How do we discover books? Sometimes we ask people (bookstore and library staff, journalists, friends, family), but more often than not, we ask search engines (“thriller Brazil,” “kids’ books dragons”) But these tools rely on the way books are described. Is the book actually labelled as a thriller? Do we know that the plot takes place in Brazil? How do search engines know that a particular book contains references to dragons?
There are thousands of ways to describe a book and publisher time is limited. And book metadata is not always sufficient for all types of queries — any bookseller who’s been asked to find a book by the colour of its cover can tell you that. Plus, discoverability is being increasingly performed through recommendation engines that are often based on historical sales data, not on the actual content of the books.
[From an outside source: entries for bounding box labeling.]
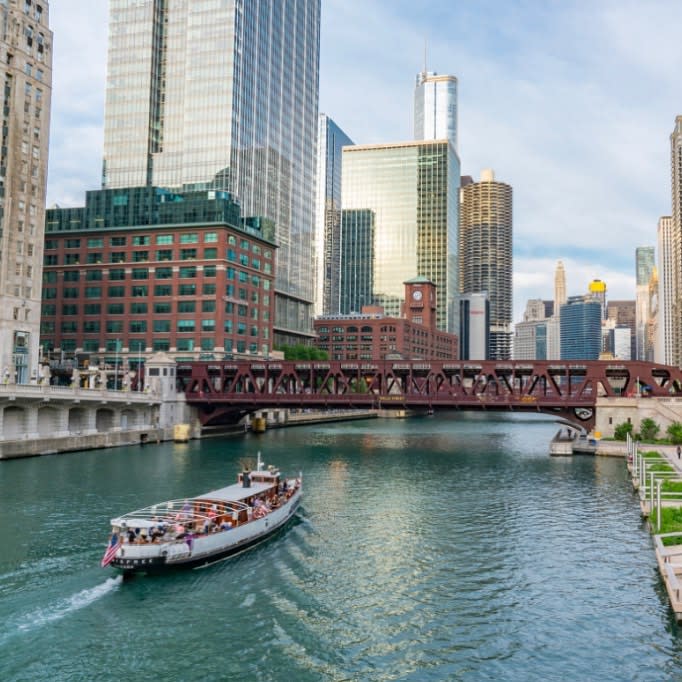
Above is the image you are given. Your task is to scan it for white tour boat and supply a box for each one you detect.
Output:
[101,453,303,573]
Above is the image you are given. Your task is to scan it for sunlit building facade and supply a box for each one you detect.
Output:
[0,0,52,383]
[102,0,320,343]
[635,246,656,361]
[338,209,374,315]
[458,170,513,360]
[654,216,675,365]
[342,140,460,333]
[666,116,682,367]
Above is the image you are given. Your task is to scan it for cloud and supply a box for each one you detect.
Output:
[48,0,682,319]
[47,0,108,206]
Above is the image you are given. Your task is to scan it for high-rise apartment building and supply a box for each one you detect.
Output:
[102,0,320,345]
[459,170,512,360]
[338,208,374,315]
[414,71,458,151]
[635,246,656,361]
[0,0,52,383]
[315,114,353,315]
[554,261,568,315]
[514,298,547,360]
[342,140,460,332]
[654,216,675,365]
[666,116,682,367]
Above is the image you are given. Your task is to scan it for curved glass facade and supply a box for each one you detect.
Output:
[102,0,320,341]
[342,140,459,332]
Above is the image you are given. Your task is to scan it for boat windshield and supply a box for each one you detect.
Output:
[111,498,248,529]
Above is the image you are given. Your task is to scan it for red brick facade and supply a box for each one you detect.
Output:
[314,278,459,360]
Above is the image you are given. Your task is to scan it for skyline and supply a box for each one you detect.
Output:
[48,0,682,321]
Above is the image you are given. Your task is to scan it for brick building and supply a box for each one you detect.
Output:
[41,187,275,367]
[314,277,459,360]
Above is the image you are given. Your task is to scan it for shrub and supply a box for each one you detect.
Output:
[639,417,661,443]
[613,422,632,440]
[666,422,682,445]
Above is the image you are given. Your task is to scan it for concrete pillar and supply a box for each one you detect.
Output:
[55,407,69,436]
[83,407,97,433]
[144,353,183,429]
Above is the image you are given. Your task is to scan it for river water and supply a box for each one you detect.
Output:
[0,415,682,682]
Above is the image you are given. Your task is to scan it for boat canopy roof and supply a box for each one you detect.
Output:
[194,480,275,502]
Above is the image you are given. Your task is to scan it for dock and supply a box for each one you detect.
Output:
[626,440,682,623]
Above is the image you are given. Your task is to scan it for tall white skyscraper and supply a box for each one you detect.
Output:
[315,114,353,315]
[414,71,458,151]
[0,0,52,383]
[102,0,320,345]
[635,246,656,361]
[654,216,675,365]
[668,116,682,366]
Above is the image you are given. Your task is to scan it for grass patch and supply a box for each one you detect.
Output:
[649,507,682,547]
[661,481,682,493]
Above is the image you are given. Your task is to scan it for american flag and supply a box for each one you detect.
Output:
[100,533,121,568]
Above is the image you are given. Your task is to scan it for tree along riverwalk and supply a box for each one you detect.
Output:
[625,435,682,623]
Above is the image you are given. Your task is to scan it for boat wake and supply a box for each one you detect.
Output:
[0,575,123,644]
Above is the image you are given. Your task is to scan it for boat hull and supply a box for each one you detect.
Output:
[111,490,302,574]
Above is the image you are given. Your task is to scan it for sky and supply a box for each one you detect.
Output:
[43,0,682,321]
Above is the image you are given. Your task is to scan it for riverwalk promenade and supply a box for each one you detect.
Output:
[620,440,682,623]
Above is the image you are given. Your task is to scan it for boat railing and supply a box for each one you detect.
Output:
[112,498,249,542]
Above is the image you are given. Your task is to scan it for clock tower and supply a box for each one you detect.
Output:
[403,277,436,331]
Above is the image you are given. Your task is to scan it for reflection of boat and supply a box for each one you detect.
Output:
[101,453,303,573]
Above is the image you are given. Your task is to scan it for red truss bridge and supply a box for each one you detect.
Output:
[177,360,682,429]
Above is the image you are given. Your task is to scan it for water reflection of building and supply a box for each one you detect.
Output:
[0,0,52,383]
[315,277,459,360]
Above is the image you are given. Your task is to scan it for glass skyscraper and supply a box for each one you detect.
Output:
[336,209,374,315]
[315,114,353,315]
[342,140,460,333]
[459,170,513,360]
[102,0,320,344]
[560,296,602,360]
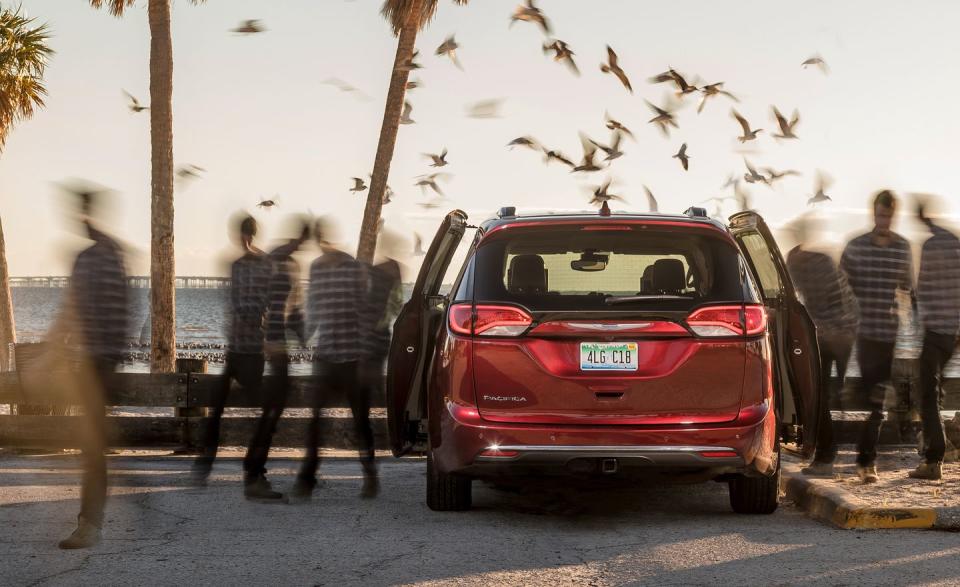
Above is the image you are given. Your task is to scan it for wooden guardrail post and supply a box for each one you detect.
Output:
[173,359,207,454]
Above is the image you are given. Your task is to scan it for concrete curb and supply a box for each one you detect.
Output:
[781,466,960,530]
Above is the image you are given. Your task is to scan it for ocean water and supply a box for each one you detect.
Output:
[11,284,960,377]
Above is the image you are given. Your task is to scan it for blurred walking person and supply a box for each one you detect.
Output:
[909,203,960,480]
[787,219,858,477]
[193,215,270,486]
[243,216,310,501]
[289,218,379,502]
[840,190,913,483]
[60,192,130,549]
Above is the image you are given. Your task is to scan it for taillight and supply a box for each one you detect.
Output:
[687,305,767,337]
[449,304,533,336]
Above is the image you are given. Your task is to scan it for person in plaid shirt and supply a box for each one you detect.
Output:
[288,218,380,502]
[787,219,857,477]
[909,203,960,480]
[59,192,130,549]
[840,190,913,483]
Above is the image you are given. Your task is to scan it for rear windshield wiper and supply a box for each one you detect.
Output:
[603,294,690,304]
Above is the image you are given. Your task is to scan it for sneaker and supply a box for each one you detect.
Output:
[243,475,283,501]
[857,465,880,483]
[59,517,101,550]
[360,471,380,499]
[907,463,943,481]
[800,461,833,477]
[286,479,316,505]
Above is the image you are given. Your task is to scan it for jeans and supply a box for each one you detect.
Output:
[243,350,290,481]
[80,356,119,527]
[297,360,374,488]
[813,334,854,463]
[195,351,264,473]
[920,330,957,463]
[857,338,896,466]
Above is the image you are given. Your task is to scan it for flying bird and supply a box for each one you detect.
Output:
[397,51,423,71]
[697,82,740,114]
[748,157,770,187]
[507,137,541,151]
[673,143,690,171]
[800,55,830,74]
[123,90,150,114]
[230,19,267,35]
[763,167,800,185]
[543,147,576,168]
[510,0,550,35]
[600,45,633,94]
[644,100,680,136]
[603,112,636,140]
[400,102,416,124]
[350,177,367,192]
[807,171,833,206]
[650,67,700,96]
[177,164,207,181]
[730,108,763,143]
[413,173,444,196]
[570,133,602,173]
[590,179,626,205]
[770,106,800,139]
[435,35,463,69]
[543,39,580,75]
[320,77,370,100]
[467,99,503,119]
[643,186,660,212]
[590,130,624,161]
[423,147,447,167]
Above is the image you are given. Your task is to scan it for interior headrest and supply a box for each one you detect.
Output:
[507,255,547,293]
[653,259,686,294]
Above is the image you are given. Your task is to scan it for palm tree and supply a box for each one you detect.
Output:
[90,0,204,373]
[357,0,469,262]
[0,8,53,371]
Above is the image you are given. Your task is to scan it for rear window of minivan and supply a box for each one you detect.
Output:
[473,225,749,311]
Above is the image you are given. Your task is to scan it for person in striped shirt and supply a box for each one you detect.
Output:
[909,203,960,480]
[840,190,913,483]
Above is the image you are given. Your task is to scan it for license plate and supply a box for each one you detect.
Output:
[580,342,639,371]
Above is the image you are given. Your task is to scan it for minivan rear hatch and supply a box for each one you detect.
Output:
[464,220,762,425]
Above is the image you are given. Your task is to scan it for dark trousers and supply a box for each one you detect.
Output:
[920,330,957,463]
[857,338,895,466]
[813,335,854,463]
[297,360,374,487]
[195,351,264,473]
[243,351,290,480]
[80,356,118,526]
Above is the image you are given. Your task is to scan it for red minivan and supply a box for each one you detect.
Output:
[387,208,820,513]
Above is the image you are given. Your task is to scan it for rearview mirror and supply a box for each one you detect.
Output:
[570,251,610,271]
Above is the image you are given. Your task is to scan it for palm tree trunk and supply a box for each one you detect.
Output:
[0,219,17,371]
[357,0,423,263]
[148,0,177,373]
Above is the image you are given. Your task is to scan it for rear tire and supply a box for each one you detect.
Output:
[730,455,780,514]
[427,452,473,512]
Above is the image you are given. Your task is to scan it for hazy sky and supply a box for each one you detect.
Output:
[0,0,960,275]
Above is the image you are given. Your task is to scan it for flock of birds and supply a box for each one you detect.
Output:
[118,0,831,254]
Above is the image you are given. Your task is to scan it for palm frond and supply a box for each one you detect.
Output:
[380,0,470,35]
[0,8,53,149]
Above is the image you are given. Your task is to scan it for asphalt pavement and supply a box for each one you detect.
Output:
[0,455,960,585]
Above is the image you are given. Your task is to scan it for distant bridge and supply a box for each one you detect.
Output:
[10,275,230,289]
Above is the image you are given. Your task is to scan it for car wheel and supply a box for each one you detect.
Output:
[427,452,473,512]
[730,459,780,514]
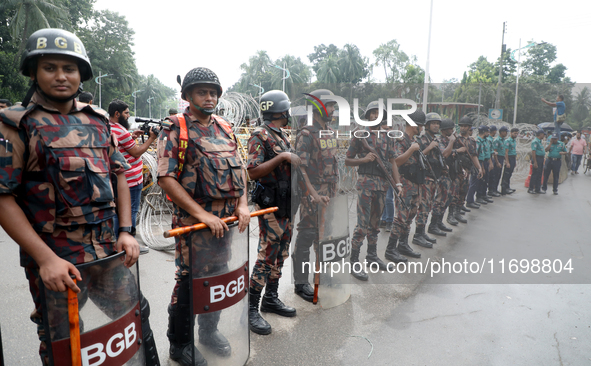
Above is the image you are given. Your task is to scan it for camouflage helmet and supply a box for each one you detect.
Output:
[439,118,456,130]
[259,90,291,114]
[365,100,387,120]
[179,67,223,100]
[408,109,425,126]
[305,89,336,122]
[458,116,473,126]
[20,28,92,82]
[425,112,441,124]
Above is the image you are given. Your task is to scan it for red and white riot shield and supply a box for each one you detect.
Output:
[41,252,145,366]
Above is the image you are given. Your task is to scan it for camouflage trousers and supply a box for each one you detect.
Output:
[24,220,115,362]
[433,175,460,216]
[451,174,470,206]
[250,205,293,292]
[170,198,238,306]
[390,177,419,237]
[417,178,437,227]
[351,189,386,251]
Projet TAMIS was launched by Éditions du Septentrion (a history book publisher based in Québec City) in collaboration with Brix Labs (a consulting agency with a focus on technology applied to cultural industries) to address these challenges. Researchers are using algorithms, open source code, and free or cheap APIs to extract descriptive information about books from books and to do it at a granularity and scale that would not be possible for humans. These findings could have huge potential to enrich traditional metadata, as well as create new ways to discover books.
This presentation will share some of the project’s results, which will be made available online and provided to publishers in such a way to make it easy to upload them to their metadata aggregators.